October 14, 2012

The comic writer's secret

It has come to my attention the secret to a less detailed face in cartoons. I never once put thought to the idea that illustrators would put less detail in a characters face in order to better allow the reader or watcher to relate or implement themselves into the character and make better relations to their personal life. I, myself found it harder to understand McCloud's essay after he mentioned what troubles we would have after he made himself look more detailed. I found myself more focused on the character and who he could be then on the content of the reading. I had to go back and re-read things because I was no comprehending as well. The character became a distraction for me once he brought it to my attention.

This idea of "amplification through simplification" did not come to my discovery until I sat down to re-read Locke and McCloud in order to write my Short Critical Discussion. The more simple something is brought out to be, the easier it is understood. At the beginning of this unit, when I first read Locke, I wrote in my weekly discussion that simplification may not be the key to human understanding. I thought that when things were simplified that it had them lacking necessary detail for true understanding until I was shown first hand visually through McCloud's cartoon. It has now come to my attention that in order to initially understand the basic of an idea, it must be stripped down to it's most simple form in order for understanding. Then, later on, if the idea is grasped and further detail is wanted, that is when the complexity can be brought in.

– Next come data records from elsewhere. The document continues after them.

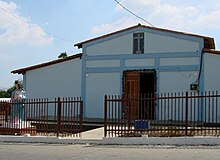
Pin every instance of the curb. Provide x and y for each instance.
(176, 141)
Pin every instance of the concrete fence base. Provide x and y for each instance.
(116, 140)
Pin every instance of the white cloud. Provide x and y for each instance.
(163, 14)
(16, 29)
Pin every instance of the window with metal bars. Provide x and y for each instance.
(138, 43)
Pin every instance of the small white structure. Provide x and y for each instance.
(135, 60)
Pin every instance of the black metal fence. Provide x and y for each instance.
(59, 117)
(167, 114)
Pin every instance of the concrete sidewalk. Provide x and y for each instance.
(95, 136)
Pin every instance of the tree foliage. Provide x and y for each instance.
(6, 94)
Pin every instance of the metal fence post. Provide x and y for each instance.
(81, 115)
(186, 121)
(105, 116)
(58, 116)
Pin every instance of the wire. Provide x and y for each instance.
(53, 35)
(134, 13)
(139, 17)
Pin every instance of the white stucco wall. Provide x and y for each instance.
(103, 63)
(62, 79)
(154, 43)
(179, 61)
(212, 74)
(120, 45)
(176, 81)
(97, 85)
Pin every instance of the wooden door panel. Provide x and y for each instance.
(132, 91)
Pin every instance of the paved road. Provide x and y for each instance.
(70, 152)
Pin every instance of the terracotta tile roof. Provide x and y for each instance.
(23, 70)
(209, 42)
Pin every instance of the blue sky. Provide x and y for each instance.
(24, 28)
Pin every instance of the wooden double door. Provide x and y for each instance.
(139, 84)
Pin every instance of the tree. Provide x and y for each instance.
(4, 94)
(62, 55)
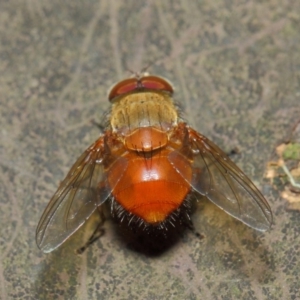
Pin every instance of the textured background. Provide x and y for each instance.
(236, 69)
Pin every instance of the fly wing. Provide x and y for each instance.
(77, 197)
(222, 182)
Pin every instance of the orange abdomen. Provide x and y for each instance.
(151, 188)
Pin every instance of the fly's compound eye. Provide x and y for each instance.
(136, 84)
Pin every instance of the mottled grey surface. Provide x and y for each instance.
(236, 69)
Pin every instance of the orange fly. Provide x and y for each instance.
(145, 164)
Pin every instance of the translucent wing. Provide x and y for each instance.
(221, 181)
(77, 197)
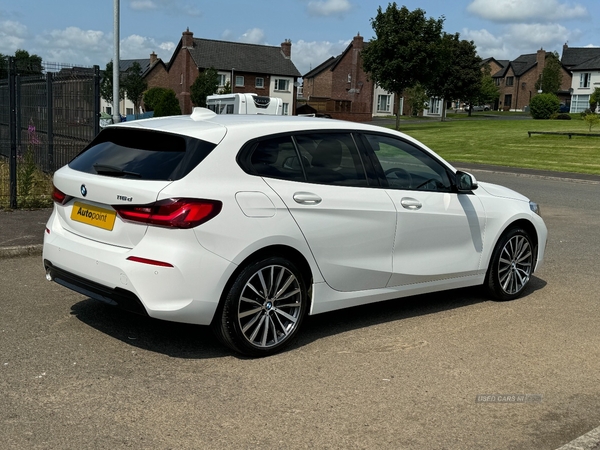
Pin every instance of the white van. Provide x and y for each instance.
(244, 104)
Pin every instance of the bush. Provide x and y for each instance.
(543, 106)
(563, 116)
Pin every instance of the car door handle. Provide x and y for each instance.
(410, 203)
(307, 198)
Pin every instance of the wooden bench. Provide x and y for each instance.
(563, 133)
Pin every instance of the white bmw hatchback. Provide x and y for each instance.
(249, 223)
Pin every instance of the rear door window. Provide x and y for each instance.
(141, 154)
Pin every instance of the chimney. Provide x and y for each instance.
(187, 40)
(358, 42)
(286, 48)
(541, 59)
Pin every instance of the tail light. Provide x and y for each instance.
(171, 213)
(58, 196)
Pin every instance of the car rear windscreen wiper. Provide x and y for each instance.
(114, 171)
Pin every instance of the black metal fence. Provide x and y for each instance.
(48, 117)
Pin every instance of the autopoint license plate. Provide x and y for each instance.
(93, 215)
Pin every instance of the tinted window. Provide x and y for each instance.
(331, 158)
(277, 158)
(141, 154)
(405, 166)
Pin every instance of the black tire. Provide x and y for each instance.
(263, 309)
(511, 265)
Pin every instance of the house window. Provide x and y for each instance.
(434, 105)
(282, 85)
(383, 103)
(580, 103)
(584, 79)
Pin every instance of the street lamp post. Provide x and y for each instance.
(116, 99)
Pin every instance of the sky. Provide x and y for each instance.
(80, 32)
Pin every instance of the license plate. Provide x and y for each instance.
(93, 215)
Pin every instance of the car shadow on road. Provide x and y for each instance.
(198, 342)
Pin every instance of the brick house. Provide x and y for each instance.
(584, 64)
(248, 68)
(341, 88)
(516, 81)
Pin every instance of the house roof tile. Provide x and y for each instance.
(223, 55)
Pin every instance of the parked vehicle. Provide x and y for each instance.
(477, 107)
(249, 223)
(244, 104)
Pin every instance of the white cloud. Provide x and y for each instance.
(140, 47)
(328, 7)
(143, 5)
(171, 7)
(526, 10)
(308, 55)
(518, 39)
(12, 36)
(74, 46)
(253, 36)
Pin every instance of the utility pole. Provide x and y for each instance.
(116, 71)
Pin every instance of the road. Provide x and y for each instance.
(403, 374)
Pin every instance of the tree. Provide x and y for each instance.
(459, 71)
(106, 85)
(204, 85)
(226, 89)
(550, 79)
(25, 64)
(168, 105)
(416, 99)
(404, 51)
(28, 64)
(152, 97)
(134, 85)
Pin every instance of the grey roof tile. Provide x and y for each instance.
(223, 55)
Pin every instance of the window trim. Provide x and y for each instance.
(244, 156)
(380, 173)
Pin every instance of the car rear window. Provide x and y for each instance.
(141, 154)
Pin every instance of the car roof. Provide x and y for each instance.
(206, 125)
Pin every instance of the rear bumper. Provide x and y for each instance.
(189, 291)
(118, 297)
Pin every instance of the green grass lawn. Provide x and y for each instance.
(506, 143)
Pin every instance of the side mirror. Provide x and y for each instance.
(465, 182)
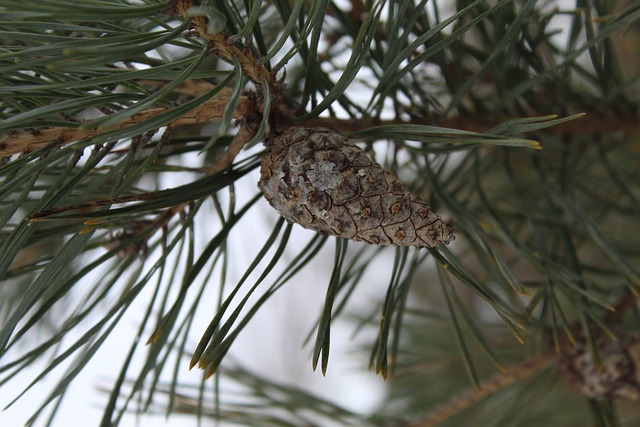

It is interesting how you can have an opinion of something and then so quickly change your view when you put yourself in that position to physically put it to the test.


Josh Johnson said...

I wouldn't say that the more simple something is brought out to be that the easier it is to be understood. I would rather say that the more simplified something is, in terms of the faces that McCloud talks about the more relatable they are. The more relative the images become. The process of amplification through simplification lets me see the abstract rather then the literal. Which allows for me to identify with the image, it captures the essence of the picture rather than the general image. This Allows for readers to be more self involved into the comics. Since study show that we see ourselves in majority of the things we do, that it relates to our "self". it also leads to another question that i wrote in my SCD. "If the author was illustrating a comic and had a certain view or opinion that is trying to be made does that limit the language that is being perceived?" In my opinion In a way it does but I feel like interpretation depends on the situation. I love your point where you state your opinion about how you thought if things were simplified it lacked detail for true understanding. Which is why many people over edit, and use too many detail i think in cartoons and animation these days.

Drea Fetchik said...

I feel like when you are speaking of complex ideas sometimes the examples to hosts you use (like in this case a cartoon character) you have to use something simple so that such a complex things can be comprehend and not over shadowed by the details of the example/host.

I really like when you said "to initially understand the basic of an idea, it must be stripped down to it's most simple form in order for understanding." its like the concepts of learning words. To learn how to say or read a word you need to know how to spell it, to know how to spell it you need to know and understand the concepts of letters.